No saber qué quiero nuevamente me lleva a no saber qué intentar o con qué comprometerme o quién es a quién debo realmente comprometer para avanzar, pero esto es lo que hay y esto es lo que queda.

En ciertos contextos he descubierto oportunidades que dejo pasar y dejo pasar y vuelvo a dejar pasar por el compromiso, por el esfuerzo real de que las cosas deben ser como deben ser; pero igual, no dejo de pensar que todos dicen que de lo que uno se arrepiente es de lo que no hace: ¿Cómo conciliar esta disonancia tan estruendosa?

Yo a veces pienso que mi amor es a la idea del amor y no a una persona. Sigo buscando cambiarlo todo y pensar que puedo moldear a mi exacto gusto, deseo a quien por mí se deje moldear, pero tampoco es cierto que ocurre así. Y lo que encuentro en realidad es que debo adaptarme antes que creer que cambiar a la otra persona es lo que en realidad deseo y sé no es posible. Quien quiere cambiar o adaptarse o seguir o como lo llamemos es uno mismo y la idea de que lo harán por mí es una gran y romántica tontería.

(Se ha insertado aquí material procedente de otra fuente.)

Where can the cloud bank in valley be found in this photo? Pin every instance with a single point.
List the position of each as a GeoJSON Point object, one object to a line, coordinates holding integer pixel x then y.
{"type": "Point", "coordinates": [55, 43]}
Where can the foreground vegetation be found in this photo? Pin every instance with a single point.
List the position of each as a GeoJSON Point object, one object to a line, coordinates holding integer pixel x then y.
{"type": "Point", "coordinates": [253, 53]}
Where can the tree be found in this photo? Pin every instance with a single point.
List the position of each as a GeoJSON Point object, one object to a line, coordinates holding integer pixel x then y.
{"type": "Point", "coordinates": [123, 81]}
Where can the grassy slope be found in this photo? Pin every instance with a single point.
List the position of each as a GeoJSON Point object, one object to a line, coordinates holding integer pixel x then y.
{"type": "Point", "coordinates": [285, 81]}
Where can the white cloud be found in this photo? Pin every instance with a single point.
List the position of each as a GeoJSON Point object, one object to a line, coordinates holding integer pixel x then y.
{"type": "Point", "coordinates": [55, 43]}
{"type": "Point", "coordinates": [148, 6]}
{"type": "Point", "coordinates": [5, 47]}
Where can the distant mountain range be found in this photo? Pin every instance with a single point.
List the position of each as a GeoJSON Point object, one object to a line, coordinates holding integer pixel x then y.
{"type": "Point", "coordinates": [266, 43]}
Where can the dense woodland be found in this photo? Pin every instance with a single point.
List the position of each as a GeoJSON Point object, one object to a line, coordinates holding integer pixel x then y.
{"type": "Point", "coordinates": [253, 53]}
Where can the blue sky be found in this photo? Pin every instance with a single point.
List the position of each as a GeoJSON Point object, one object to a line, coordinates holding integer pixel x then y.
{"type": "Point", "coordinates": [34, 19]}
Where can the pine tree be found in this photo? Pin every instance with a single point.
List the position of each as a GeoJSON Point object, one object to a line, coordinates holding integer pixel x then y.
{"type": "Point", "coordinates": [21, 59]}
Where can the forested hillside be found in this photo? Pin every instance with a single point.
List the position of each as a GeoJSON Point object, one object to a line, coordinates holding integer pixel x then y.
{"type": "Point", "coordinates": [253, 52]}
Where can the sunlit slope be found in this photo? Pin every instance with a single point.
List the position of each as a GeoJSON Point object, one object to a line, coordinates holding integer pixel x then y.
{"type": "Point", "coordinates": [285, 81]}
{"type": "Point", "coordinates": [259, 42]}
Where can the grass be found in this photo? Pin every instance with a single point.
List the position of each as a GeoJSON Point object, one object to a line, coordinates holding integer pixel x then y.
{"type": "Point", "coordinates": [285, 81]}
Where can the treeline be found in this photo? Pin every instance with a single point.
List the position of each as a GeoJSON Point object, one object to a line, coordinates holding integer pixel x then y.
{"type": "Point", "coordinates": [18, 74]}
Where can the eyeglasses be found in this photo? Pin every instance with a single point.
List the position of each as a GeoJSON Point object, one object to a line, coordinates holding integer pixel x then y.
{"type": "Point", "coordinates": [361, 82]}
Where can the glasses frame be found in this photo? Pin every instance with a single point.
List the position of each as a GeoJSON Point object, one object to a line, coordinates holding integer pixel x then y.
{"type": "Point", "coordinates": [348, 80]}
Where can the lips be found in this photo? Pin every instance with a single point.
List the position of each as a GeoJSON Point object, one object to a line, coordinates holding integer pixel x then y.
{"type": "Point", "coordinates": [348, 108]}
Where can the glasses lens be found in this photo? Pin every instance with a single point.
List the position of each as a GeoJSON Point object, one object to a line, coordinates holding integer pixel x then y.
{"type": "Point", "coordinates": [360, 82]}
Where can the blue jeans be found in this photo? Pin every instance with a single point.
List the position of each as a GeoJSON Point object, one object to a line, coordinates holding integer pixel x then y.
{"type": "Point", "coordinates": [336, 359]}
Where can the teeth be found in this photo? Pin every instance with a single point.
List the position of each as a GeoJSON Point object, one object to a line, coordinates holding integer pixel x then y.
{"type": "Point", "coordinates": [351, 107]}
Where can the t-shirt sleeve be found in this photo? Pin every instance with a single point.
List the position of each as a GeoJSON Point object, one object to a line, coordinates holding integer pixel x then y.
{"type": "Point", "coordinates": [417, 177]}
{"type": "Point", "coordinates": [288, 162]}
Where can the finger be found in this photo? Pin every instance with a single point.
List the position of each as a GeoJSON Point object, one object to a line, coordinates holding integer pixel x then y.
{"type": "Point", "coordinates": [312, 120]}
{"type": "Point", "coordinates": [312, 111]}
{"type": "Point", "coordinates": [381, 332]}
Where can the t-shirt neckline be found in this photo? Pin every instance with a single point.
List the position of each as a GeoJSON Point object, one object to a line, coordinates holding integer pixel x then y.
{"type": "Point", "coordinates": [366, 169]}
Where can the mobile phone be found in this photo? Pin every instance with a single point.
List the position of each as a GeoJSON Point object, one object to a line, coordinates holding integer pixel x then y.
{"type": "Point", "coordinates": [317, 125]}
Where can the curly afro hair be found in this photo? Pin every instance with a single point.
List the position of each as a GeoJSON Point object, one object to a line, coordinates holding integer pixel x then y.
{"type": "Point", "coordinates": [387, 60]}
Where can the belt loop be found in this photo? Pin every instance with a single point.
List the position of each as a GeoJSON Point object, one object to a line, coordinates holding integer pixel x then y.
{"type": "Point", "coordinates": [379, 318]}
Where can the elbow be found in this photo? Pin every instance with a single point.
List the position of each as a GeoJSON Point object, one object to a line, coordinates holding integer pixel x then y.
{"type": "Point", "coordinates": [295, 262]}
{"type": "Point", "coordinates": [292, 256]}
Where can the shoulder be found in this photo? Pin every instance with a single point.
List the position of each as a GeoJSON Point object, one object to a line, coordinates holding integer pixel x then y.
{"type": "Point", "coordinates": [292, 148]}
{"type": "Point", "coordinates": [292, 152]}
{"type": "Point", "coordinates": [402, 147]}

Hoy estuve a punto de decirte lo que he querido decir siempre: que cuando estás cerca igual me pongo nervioso, igual digo tonterías, me vuelvo torpe y todo sale mal. A mi eso de mi mismo me gusta, porque dice que aún creo en el derecho a soñar. Sin embargo, el problema es quien eres tu. Eres algo difuso, existes en una persona pero te proyectas en muchas. O bien eres muchas personas en la imagen que mi mente tiene de una. No importa cómo o quien, pero sin estar seguro: ¿cómo puede haber compromiso y energía en una dirección?

Ya no sé realmente qué va a pasar pero igual sin mi control pasará.

Atte.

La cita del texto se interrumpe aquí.